Hiro Murai deep dives into your dreams and puts them up on-screen in ways that both spark curiosity and make you want to claw your way back to consciousness. His music videos follow a private logic and he places the burden of theorizing the meaning on the viewer. This makes his music videos feel like puzzle boxes to figure out and open up.
A photographer’s eye for composition lends Emily Kai Bock the ability to communicate character in an instant. This leaves her the room to spill out story. She plays with depth when other MV directors tend to rely on medium shots and close-ups exclusively. She has discovered how to convey internal emotions in a medium where characters aren’t allowed to speak once the music starts. She puts together some of the best narratives in music videos today, and her ability to evoke nostalgia and memory is unparalleled.
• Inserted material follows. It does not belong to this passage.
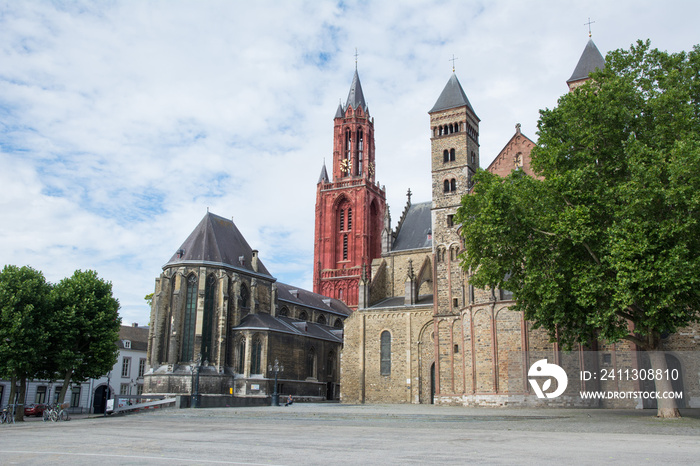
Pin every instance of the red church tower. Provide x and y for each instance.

This guy’s been working overtime the last few years. He created several dynamite music videos for Clipping, juxtaposing CG images against the rapper’s own performances. Sometimes the CG becomes literal, illustrating the barrage of images in Clipping’s own rapid-fire lyrics. Sometimes the CG undercuts this and becomes slyly comic. Estrada often composites a variety of takes into one long shot, so it looks like an entire music video is done without an edit. This allows his performers’ intensity to come out without giving viewers any kind of break.
Talk about not getting a break – Emil Nava has directed 58 music videos in the last six years, including nine apiece for Jessie J. and Ed Sheeran. He’s an expert at filming dance choreography, especially in the kind of spaces where it usually goes unseen.
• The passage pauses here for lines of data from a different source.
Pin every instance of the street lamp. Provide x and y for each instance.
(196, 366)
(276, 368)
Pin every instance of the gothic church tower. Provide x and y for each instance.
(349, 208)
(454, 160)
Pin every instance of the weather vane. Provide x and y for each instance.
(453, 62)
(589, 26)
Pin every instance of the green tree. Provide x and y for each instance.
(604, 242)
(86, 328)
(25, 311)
Working exclusively with iamamiwhoami, Lee directs under the moniker WAVE. Her ethereal music videos feature gorgeous shots of nature, curious costuming, and lighting schemes that seem to punch up natural light to the extreme. It’s an odd combination that makes for videos that always feel like half narrative, half travelogue.
You know M.I.A. as a musical artist, but she’s increasingly stepping into the directing role of her own videos. She couldn’t care less about Western narrative expectations of the format. She’s gone beyond the simple parody of internet memes in “XXXO.” She scrambles faces and brands in “Double Bubble Trouble,” as if parts are shot on police video. She poses gangs with toy guns in front of Drone Survival Guide posters. Women march down the street in burkas designed to look like blond, white faces. If cyberpunk has a musical inheritor, the mantle shifted from bands like Nine Inch Nails and Radiohead to M.I.A. several years ago. Increasingly, it’s been her directing that’s delved even further into this world, illustrating the points of her songs with a mix of in-your-face, lo-fi, brashness, and coy thematic subtlety. Please be aware the following video contains quick flashes of images and may be unsuitable for viewers with epilepsy. Check out her new video for “Broader Than a Border” as well.
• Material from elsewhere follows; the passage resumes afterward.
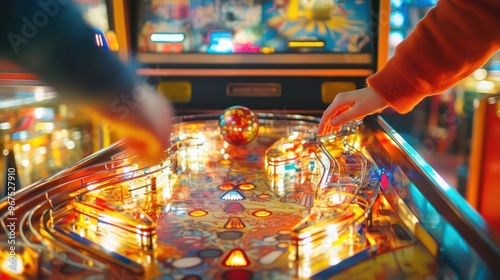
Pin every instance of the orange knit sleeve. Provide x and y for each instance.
(455, 38)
From exceptional partnerships with Calvin Harris and Florence + The Machine to one-offs with Lana del Rey and Miike Snow, Haycock has told layered narratives about internal emotion using some of the most complex cinematography in any visual format. His cameras alternate between complete stillness and breakneck pace, he draws stunning performances from the musicians themselves, and he often relies on repeating early moments in a music video later on when the emotional context has changed. He is a consummate storyteller and a crucial voice helping to shape the future of music videos.